At the other end of political sensibilities, anti-Semitic Hungarian legislator Istvan Csurka predicted that the “strengthening of Haider’s party will bring basic changes in Europe.”

Other tributes poured in from far-right parties in Germany, France, Italy and elsewhere.

The words of worry from opponents of the far right — and praise from its European supporters — came after preliminary results showed the Freedom Party with 27.2 percent of the vote, up from 22 percent in the last election in 1995.

It was the best showing by a far-right party in Europe since the end of World War II.

Haider called his party’s gains “sensational.”

The party was just 14,000 votes ahead of the conservative Austrian People’s Party, which won 26.9 percent, down from 28 percent in 1995.

The preliminary count showed Chancellor Viktor Klima’s Social Democratic Party still in first place, with 33.4 percent of the vote — a sharp drop from 38 percent in 1995 and the party’s lowest showing since 1945.

The Greens won 7.1 percent — a major increase from 4.8 percent last time.

Final results of the neck-and-neck race for second place, crucial for the formation of the next government, will not be known for several days, until some 200,000 absentee ballots are counted.

Whatever the final result, political observers predicted weeks, if not months, of complex haggling before a stable government is formed.

The Freedom Party’s success may represent more of a deep-seated desire by Austrians for political change than an endorsement of xenophobia or neo-Nazism.

An exit poll of 2,200 voters carried out by Vienna’s Center for Applied Political Research indicated that 47 percent of Freedom Party voters said they backed Haider because of his anti-foreigner policies.

But 65 percent said they wanted the party to expose scandal and misbehavior in government, 63 percent just wanted change and 48 percent had long been Freedom Party voters.

“Haider was relentless in calling for change,” said Edward Serotta, director of the Vienna-based Central Europe Center for Research and Documentation.

“So much so that I think many voters saw him as less of a threat than the establishment, which has been in power for so long.”

Austria has been ruled for decades by the left-wing Social Democratic Party or the conservative Austrian People’s Party. For the past 13 years, these two parties have ruled together in a “grand coalition.”

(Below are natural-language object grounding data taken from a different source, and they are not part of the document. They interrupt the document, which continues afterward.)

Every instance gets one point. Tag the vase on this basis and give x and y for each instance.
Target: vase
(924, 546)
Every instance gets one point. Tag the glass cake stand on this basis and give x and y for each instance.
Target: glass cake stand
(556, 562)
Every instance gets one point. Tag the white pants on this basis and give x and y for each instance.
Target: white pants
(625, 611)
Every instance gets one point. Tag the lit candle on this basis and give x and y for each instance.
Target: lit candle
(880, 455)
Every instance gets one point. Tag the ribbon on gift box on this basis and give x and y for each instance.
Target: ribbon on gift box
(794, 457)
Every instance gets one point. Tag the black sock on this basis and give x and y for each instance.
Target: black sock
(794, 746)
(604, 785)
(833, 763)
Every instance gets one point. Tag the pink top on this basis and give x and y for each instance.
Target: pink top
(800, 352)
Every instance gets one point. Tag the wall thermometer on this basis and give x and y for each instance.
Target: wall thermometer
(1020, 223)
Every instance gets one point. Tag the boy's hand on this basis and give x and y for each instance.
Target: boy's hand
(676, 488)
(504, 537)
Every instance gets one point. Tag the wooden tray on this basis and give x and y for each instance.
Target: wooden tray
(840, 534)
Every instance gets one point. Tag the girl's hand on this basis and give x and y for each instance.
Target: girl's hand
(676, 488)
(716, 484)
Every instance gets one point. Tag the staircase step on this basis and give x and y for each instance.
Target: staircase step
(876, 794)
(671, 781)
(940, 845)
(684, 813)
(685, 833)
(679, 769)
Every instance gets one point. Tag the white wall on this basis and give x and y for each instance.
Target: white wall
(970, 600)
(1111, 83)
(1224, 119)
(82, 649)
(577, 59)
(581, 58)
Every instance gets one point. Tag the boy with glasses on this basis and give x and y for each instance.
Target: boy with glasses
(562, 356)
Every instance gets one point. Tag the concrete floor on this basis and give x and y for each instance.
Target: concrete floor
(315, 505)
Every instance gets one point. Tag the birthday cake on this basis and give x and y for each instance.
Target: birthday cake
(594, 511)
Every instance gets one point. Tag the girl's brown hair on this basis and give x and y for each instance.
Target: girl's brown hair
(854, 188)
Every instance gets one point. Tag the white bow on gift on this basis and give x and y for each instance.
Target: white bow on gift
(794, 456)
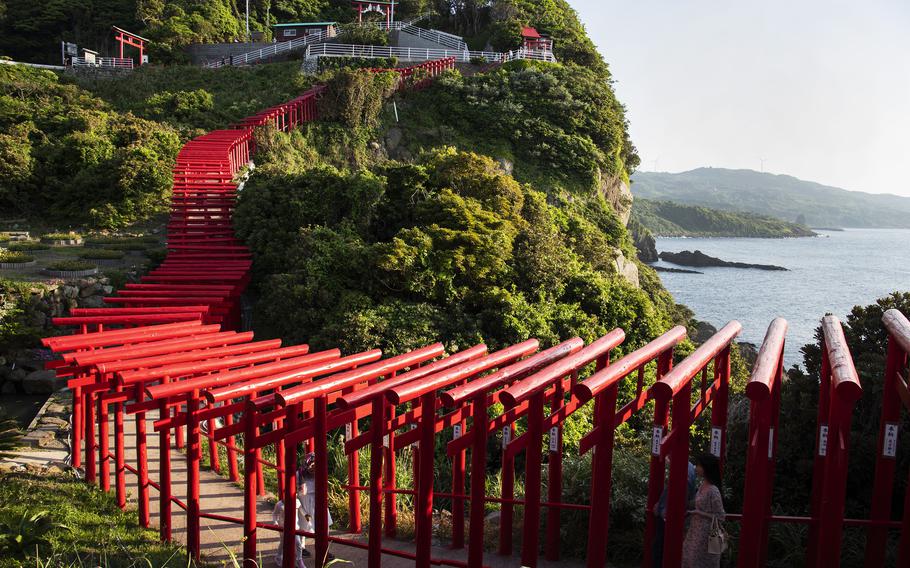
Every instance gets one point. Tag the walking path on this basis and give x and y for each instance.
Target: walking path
(219, 540)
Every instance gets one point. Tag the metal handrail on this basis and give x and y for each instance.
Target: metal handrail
(115, 62)
(272, 50)
(419, 54)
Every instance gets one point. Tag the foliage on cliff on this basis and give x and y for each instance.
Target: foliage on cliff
(195, 100)
(867, 339)
(32, 31)
(669, 219)
(561, 125)
(448, 247)
(70, 158)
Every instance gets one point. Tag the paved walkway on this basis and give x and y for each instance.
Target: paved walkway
(221, 496)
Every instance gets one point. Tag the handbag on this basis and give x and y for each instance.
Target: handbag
(717, 538)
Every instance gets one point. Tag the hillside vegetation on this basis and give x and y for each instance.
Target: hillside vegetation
(68, 157)
(780, 196)
(668, 219)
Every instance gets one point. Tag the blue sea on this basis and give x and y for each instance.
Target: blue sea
(827, 274)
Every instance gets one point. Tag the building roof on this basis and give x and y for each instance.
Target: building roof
(298, 24)
(123, 31)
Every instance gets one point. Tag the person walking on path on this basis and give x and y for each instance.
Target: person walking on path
(708, 509)
(660, 515)
(306, 480)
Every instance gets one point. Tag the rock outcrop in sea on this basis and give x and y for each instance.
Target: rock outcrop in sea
(699, 259)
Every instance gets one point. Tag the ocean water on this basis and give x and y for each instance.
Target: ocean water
(827, 274)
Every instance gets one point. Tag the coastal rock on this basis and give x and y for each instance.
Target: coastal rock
(40, 382)
(701, 331)
(701, 260)
(618, 194)
(749, 352)
(677, 270)
(627, 269)
(645, 244)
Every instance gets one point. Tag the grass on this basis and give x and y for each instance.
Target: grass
(101, 254)
(28, 246)
(49, 237)
(70, 265)
(16, 257)
(98, 533)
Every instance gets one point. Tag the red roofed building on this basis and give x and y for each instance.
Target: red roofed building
(533, 41)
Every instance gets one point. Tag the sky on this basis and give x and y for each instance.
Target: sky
(817, 89)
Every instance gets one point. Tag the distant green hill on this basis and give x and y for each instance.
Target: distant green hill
(780, 196)
(668, 219)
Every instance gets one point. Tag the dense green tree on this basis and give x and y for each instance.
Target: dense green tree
(68, 157)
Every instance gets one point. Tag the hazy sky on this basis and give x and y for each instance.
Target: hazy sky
(818, 88)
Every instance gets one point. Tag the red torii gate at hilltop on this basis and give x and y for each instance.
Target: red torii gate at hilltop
(125, 38)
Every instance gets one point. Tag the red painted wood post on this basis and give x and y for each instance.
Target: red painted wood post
(214, 459)
(193, 456)
(232, 452)
(354, 522)
(379, 411)
(886, 462)
(249, 485)
(845, 392)
(279, 462)
(104, 444)
(164, 458)
(290, 492)
(763, 391)
(478, 478)
(554, 473)
(391, 504)
(424, 502)
(320, 435)
(719, 407)
(91, 446)
(533, 459)
(821, 452)
(142, 466)
(78, 425)
(507, 510)
(458, 479)
(119, 449)
(679, 476)
(602, 480)
(655, 477)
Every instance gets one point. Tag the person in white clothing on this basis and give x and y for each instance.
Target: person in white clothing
(306, 480)
(278, 519)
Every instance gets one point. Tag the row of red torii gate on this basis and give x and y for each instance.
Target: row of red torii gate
(168, 348)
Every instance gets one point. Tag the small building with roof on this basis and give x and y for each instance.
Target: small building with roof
(296, 30)
(532, 40)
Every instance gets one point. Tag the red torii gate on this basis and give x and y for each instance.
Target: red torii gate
(124, 38)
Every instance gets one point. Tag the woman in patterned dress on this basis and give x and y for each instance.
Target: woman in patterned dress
(708, 506)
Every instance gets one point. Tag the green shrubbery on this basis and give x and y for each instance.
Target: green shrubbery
(362, 35)
(67, 157)
(15, 257)
(447, 248)
(561, 125)
(101, 254)
(194, 99)
(666, 218)
(72, 265)
(28, 246)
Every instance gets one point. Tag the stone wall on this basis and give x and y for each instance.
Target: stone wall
(204, 52)
(31, 306)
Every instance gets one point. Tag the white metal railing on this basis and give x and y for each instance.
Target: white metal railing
(442, 38)
(420, 54)
(273, 50)
(111, 62)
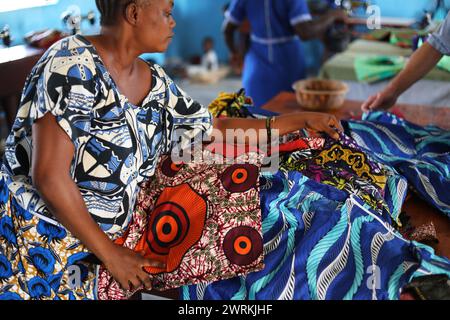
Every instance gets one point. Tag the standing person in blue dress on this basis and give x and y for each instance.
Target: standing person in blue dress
(276, 58)
(419, 65)
(93, 122)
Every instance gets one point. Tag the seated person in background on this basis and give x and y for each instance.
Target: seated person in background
(421, 62)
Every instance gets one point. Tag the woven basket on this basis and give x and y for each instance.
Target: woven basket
(319, 94)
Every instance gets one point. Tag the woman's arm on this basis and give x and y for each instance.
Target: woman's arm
(421, 62)
(284, 124)
(52, 156)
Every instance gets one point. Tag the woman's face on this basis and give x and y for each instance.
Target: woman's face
(155, 26)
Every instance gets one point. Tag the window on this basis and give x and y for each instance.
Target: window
(11, 5)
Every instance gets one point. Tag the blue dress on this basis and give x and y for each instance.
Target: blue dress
(276, 58)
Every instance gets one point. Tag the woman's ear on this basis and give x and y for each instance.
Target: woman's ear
(131, 13)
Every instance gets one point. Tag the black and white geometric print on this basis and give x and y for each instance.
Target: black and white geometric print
(117, 144)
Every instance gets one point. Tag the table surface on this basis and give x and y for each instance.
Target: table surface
(286, 102)
(341, 66)
(419, 211)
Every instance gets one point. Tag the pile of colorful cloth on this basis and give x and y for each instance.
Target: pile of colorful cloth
(330, 216)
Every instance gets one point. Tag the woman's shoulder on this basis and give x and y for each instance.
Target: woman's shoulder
(70, 56)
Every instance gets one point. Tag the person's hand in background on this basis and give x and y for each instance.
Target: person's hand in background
(339, 15)
(383, 100)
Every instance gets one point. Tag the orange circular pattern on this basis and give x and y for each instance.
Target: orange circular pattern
(176, 166)
(167, 229)
(239, 176)
(242, 245)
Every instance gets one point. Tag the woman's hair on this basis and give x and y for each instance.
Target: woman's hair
(110, 10)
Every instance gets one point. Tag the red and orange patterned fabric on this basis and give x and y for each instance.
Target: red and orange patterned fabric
(202, 220)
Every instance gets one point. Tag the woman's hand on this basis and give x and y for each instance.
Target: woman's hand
(322, 122)
(383, 100)
(127, 268)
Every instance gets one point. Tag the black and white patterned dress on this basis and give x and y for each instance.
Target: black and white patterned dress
(117, 147)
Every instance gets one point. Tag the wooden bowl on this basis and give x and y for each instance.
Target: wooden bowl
(320, 94)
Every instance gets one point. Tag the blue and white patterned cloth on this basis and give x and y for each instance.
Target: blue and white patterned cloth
(324, 243)
(117, 144)
(440, 40)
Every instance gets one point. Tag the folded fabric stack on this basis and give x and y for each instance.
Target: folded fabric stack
(330, 216)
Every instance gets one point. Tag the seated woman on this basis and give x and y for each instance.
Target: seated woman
(93, 121)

Disaffected voters, fed up with what they see as a stagnant political scene, have been gradually deserting the two big parties for years, turning to the Freedom Party on the right and the smaller Green Party on the left.

Haider’s campaign presented the Freedom Party as an alternative, at the same time playing on people’s fears that immigrants from Eastern Europe and elsewhere would inundate the country and take their jobs.

He called for “Austria for the Austrians” and also campaigned against Austria’s continued membership in the European Union.

Klima, as head of the largest party, is expected to be asked to try to form a government.

But he has ruled out forming a coalition with Haider, and the People’s Party has pledged to go into opposition if they end up third. That means the Social Democrats may have to form a minority government whose stability could prove fragile.

“Haider had one short-term and one long-term goal,” said Marta Halpert, director of the European Office of the Anti-Defamation League.

“The first was to break up the `monopoly’ on power held by the current grand coalition, the Social Democrats and People’s Party, which have shared power for roughly 50 years.

“His foremost ambition — to become chancellor of Austria — is still up in the air.”

(JTA correspondents Naomi Segal in Jerusalem and Agnes Bohm in Budapest contributed to this report.)